ARAPLAR 'KAYSER' DİYORDU
Kayser ise Arapların Bizans imparatoru için kullandıkları bir unvandır. Alman kralı olarak seçilenler de (Papa tarafından törenle taç giydirilenler) 1508’e kadar hem imparator hem de kayser unvanına sahip olmuşlardır. Fatih Sultan Mehmed, bu unvanı kullanmıştır. Ayrıca Avrupalılar, Fatih için imparator unvanını da kullanmışlardır. Fatih için Avrupa’da basılan bronz madalyalarda ‘Imperat Maumhet’ sözcüğü bulunur. Devlet ile imparatorluk arasındaki farkları bulmaya yönelik olarak bazı araştırmacılar, imparatorluk için modern kıstaslar üretmişlerdir. Unutmayalım ki, bu terimlerin kullanıldığı dönemlerde hem Avusturya hem de Osmanlılar çeşitli din ve ırklardan insanları yönetmekteydiler. Kısacası bu kavramları kullanmaların özü, birbirlerine diplomatik üstünlük sağlama çabalarıydı.

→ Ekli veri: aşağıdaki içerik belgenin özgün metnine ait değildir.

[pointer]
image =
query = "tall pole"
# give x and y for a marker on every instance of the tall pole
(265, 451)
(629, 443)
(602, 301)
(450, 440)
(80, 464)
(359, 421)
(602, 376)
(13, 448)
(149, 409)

Sonuç; Osmanlılar kendilerini devlet olarak tanımladıklarına göre Osmanlı tarafından veya Doğu dünyasından bakan birinin Osmanlılar için devlet sözcüğünü kullanmasında bir beis yoktur. Bunun yanı sıra, Alman-Avusturya-Roma cephesinden bakan başka bir tarihçinin de imparator veya imparatorluk lakabını kullanmasında bir sakınca yoktur. Latince kökenli imparator kelimesinde tahakküm ve sömürü içerdiğini hâlbuki Osmanlılarda bunların olmadığı şeklindeki görüş de yanlıştır. Olaya sözcüklerin lügat anlamlarıyla değil, daha geniş tarihsel çerçeveden bakmak gerektiği açıktır. Her iki siyasi organizasyon da kendine göre sömürü ve despotizme sahiptir.